Lang leve de honingbij

Sinds de boeren pesticiden gebruiken en het boerenland steeds meer bestaat uit monoculturen zonder bloeiende kruiden, gaat het bergafwaarts met de honingbij. Maar er is hoop: in de stad wordt minder gif gespoten en vinden de bijen wèl voldoende voedsel.

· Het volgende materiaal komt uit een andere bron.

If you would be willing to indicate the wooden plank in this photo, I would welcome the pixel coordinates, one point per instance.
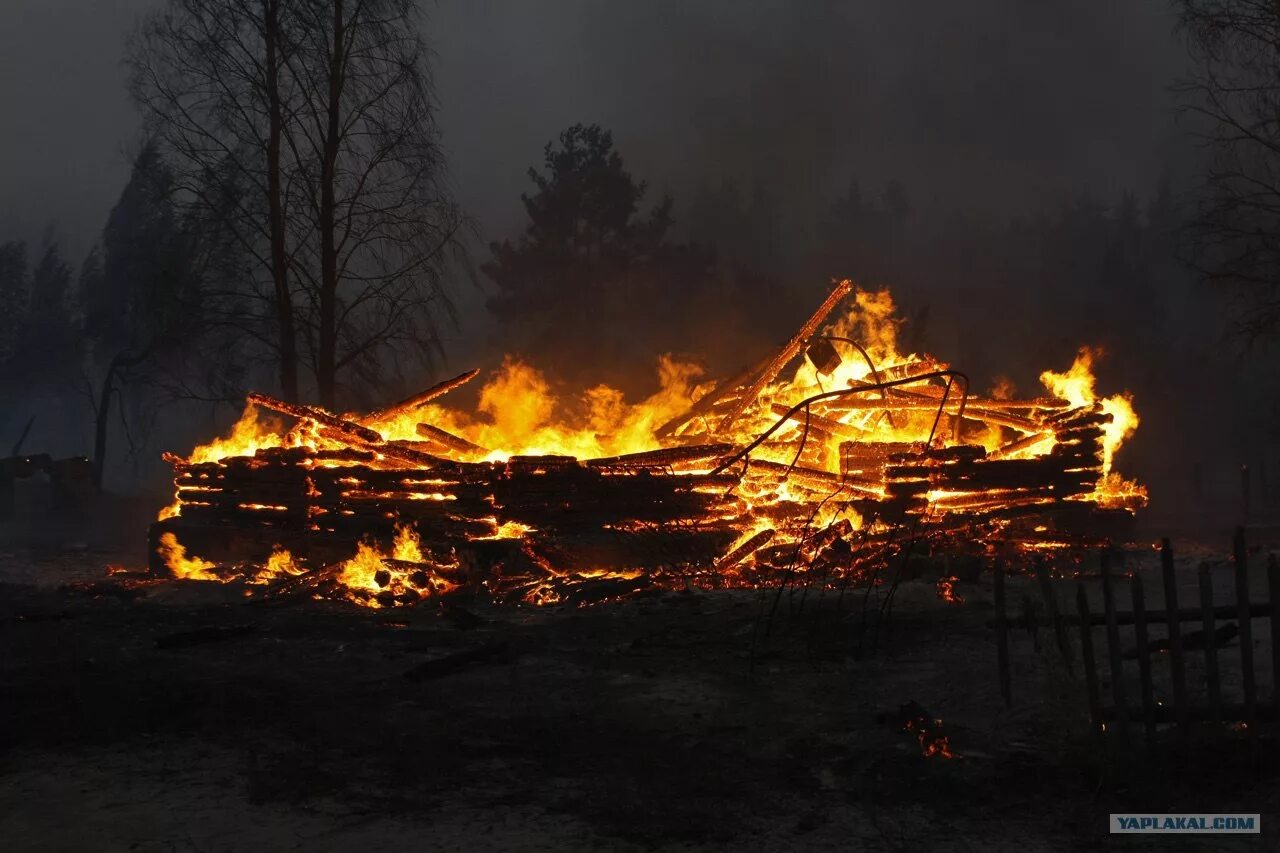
(1212, 684)
(1055, 616)
(1087, 660)
(449, 441)
(1139, 626)
(789, 351)
(1242, 601)
(1114, 652)
(1001, 633)
(1178, 665)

Hebben stadsbijen de toekomst? – door Jet Holleman, juli 2014

“Het zijn machtig interessante beestjes”, vindt Madelon Laudy, lid van ons voedselcollectief en imker. “Toen ik een keer had gezien hoe een raat uit een bijenkast getild wordt met al die bijen erop, was ik verkocht. Ik heb een imkercursus gevolgd, maar dat is niet genoeg. Bijen houden is een ambacht dat je vooral in de praktijk leert. Je moet je eigen werkwijze ontwikkelen en leren van ander imkers. Daarom werk ik samen met Jan Buijs (leverancier van het voedselkollektief) die al dertig jaar bijen houdt.”

honingbij

Walhalla voor de bijen

“Ik heb één bijenkast in mijn achtertuin, meer kan niet in een woonwijk; dat zou overlast kunnen geven. Ik heb een paar kasten staan bij De Expeditie, op het dak van de zaal en binnenkort zet ik een kast op een volkstuin in de stad. Je moet bijen houden in een omgeving waar ze wat te halen hebben: stuifmeel en nectar. Bloemrijke stadstuinen zijn een Walhalla voor bijen.”

Ziekten en parasieten

Behalve de verschraling van de landbouw heeft de honingbij nog meer problemen. En die komen ook in de stad voor. De Varroa-mijt is een parasiet die uit Azië afkomstig is en waartegen de West- Europese honingbij geen weerstand heeft. Alle bijenvolken hebben er last van. “De bestrijding is lastig”, vertelt Madelon. “Biologische bestrijding is mogelijk met mierenzuur of oxaalzuur. Ook is het mogelijk de mijten weg te vangen.”

En dan zijn er ook nog schimmelziekten, die in veel bijenkasten huishouden. Door het contact met landbouwgif en door de Varroa-mijt hebben veel bijenvolken minder weerstand tegen dergelijke plagen.

Biologisch imkeren

Er zijn veel eisen waaraan imkers moeten voldoen voor ze zich biologisch mogen noemen. Een van die eisen is, dat de bijen moeten vliegen in een natuurgebied of op het land van biologisch werkende boeren. Dat kan in Nederland nauwelijks en in de stad al helemaal niet. Aan andere regels zou je in de stad wel kunnen voldoen. Enkele van die eisen zijn:

  • de honing mag maar tot 45 graden verwarmd worden.
  • de bijen moeten overwinteren op eigen honing.
  • de imker mag alleen gebruik maken van eigen koninginnen (niet gefokt en gekocht).
  • de bijen mogen niet vliegen op genetisch gemanipuleerde gewassen.
  • er mag alleen biologische was worden toegepast (en die is schaars).
  • bij de bestrijding van de varroamijt mogen alleen organische zuren en essentiële oliën worden toegepast.

Madelon kiest niet voor biologisch imkeren. “Ik hou me aan sommige regels van de biologisch- dynamische imkerij. Kenmerkend is, dat het in de BD-imkerij niet in de eerste plaats om de oogst gaat, maar om de bijen. Dat spreekt mij aan. Omschakelen naar een volledig biologische werkwijze is heel lastig. Ik oogst zelfs helemaal geen honing; ik houd bijen omdat ik ze boeiend vind. De honing is hun energievoorraad, waarmee ze de winter doorkomen.”

Een volk adopteren

“Mensen die geïnteresseerd zijn in bijen, maar niet zelf willen imkeren, kunnen ook een bijenvolk adopteren”, vertelt Madelon. “Dan zorgt een imker voor de bijen en kun je daarbij meekijken en helpen, zonder dat je de verantwoordelijkheid draagt. Als je dat wilt, moet je contact opnemen met de bijenvereniging.”